Sendo assim, nos três filmes iniciais da franquia — a qual termina com a última cruzada — são representados problemas reais sobre o mundo da pesquisa no Ocidente. Como citado, a arqueologia nem sempre foi uma prática científica. Os “ladrões de tumbas” a que Indy se refere eram, e ainda são, muito frequentes. Mas como pode-se ver, através do próprio protagonista, arqueólogos são primeiramente pesquisadores e professores. Há uma frase-síntese no artigo Arqueologia e socialização do conhecimento: Indiana Jones, mostre‑nos o que sabes:

“A questão talvez não esteja em destruir a imagem da arqueologia veiculada pela mídia, muitas vezes fantasiosa, mas usá-la de modo crítico.”

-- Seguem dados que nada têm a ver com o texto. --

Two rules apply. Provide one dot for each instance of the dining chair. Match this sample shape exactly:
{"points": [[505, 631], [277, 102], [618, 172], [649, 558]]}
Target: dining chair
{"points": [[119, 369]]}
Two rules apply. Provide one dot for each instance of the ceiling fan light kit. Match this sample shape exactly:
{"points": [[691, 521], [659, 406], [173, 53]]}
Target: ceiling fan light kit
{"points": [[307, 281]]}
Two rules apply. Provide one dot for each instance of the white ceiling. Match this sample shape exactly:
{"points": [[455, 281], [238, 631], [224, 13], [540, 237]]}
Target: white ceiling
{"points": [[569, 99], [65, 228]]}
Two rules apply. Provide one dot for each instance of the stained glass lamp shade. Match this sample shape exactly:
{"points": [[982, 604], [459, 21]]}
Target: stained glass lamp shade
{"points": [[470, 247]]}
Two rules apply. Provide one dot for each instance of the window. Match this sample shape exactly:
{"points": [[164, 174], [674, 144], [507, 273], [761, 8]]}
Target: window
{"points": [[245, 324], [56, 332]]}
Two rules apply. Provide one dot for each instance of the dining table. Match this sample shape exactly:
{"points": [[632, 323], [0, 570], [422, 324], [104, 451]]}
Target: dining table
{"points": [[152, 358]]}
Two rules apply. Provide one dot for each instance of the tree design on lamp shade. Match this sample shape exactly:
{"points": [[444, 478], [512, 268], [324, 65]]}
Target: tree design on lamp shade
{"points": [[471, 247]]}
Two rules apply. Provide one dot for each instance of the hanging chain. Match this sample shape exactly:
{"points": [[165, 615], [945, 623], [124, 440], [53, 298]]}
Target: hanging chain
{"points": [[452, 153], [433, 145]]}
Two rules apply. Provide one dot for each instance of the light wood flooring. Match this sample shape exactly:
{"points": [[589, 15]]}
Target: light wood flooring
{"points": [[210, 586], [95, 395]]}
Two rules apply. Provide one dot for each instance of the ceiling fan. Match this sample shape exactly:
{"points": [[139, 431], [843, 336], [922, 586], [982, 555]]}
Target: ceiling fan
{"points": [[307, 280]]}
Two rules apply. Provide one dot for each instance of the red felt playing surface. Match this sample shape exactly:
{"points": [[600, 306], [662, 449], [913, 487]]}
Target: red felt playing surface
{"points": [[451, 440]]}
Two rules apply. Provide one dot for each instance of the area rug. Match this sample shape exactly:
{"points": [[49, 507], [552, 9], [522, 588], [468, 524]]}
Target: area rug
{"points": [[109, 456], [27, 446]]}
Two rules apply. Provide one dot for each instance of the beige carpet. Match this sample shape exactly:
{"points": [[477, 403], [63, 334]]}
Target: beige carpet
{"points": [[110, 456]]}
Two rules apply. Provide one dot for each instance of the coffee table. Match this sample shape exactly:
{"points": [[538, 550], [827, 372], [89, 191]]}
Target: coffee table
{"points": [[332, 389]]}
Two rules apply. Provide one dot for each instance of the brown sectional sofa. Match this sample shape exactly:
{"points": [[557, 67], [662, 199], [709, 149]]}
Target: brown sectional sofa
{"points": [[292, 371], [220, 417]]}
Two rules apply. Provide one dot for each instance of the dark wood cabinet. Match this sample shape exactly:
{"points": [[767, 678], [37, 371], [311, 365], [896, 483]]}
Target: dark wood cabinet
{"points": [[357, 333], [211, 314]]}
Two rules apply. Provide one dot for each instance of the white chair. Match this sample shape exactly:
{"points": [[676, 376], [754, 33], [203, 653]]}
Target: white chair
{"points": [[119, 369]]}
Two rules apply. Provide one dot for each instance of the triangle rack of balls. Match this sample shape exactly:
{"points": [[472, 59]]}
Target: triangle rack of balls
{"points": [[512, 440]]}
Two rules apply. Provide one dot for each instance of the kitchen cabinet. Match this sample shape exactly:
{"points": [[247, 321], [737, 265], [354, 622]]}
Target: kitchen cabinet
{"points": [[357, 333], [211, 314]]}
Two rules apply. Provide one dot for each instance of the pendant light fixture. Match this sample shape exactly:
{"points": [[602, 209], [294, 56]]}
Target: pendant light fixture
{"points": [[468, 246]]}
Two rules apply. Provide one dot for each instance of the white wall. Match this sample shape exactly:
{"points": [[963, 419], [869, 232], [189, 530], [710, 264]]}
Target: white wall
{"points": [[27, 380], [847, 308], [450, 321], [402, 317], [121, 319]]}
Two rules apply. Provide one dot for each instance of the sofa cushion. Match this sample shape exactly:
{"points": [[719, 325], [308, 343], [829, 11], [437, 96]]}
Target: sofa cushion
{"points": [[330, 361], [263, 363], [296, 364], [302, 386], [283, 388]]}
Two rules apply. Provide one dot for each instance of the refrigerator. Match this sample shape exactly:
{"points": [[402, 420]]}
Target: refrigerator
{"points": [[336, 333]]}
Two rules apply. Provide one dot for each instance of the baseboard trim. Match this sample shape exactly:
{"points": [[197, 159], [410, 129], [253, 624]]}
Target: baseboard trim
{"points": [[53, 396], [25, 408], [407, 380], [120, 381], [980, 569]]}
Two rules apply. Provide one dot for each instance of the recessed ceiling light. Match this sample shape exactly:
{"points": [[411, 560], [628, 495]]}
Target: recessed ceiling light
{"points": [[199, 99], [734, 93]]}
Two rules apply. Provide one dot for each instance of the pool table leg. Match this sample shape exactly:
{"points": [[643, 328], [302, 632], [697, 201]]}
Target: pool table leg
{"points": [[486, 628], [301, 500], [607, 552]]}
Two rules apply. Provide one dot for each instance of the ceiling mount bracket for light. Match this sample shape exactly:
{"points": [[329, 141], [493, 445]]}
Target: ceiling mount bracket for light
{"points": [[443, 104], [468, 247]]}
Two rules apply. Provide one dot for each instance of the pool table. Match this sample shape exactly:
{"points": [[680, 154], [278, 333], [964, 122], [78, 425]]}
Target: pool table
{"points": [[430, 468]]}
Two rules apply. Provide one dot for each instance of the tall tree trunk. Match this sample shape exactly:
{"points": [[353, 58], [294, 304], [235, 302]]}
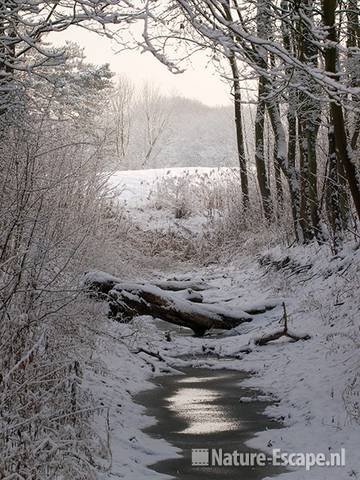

É fundamental, portanto, representar: os roubos aos sítios arqueológicos, as roupas típicas da pesquisa de campo, o interesse nazista de se apoderar de símbolos e objetos históricos e artísticos, o conflito quase irresolúvel do misticismo e da ciência… Não é o mundo como ele é, tampouco mentiras absolutas, mas um reflexo enfeitado daquilo que o passado pode nos contar. E de todas as aventuras de Indiana Jones, essa é a maior.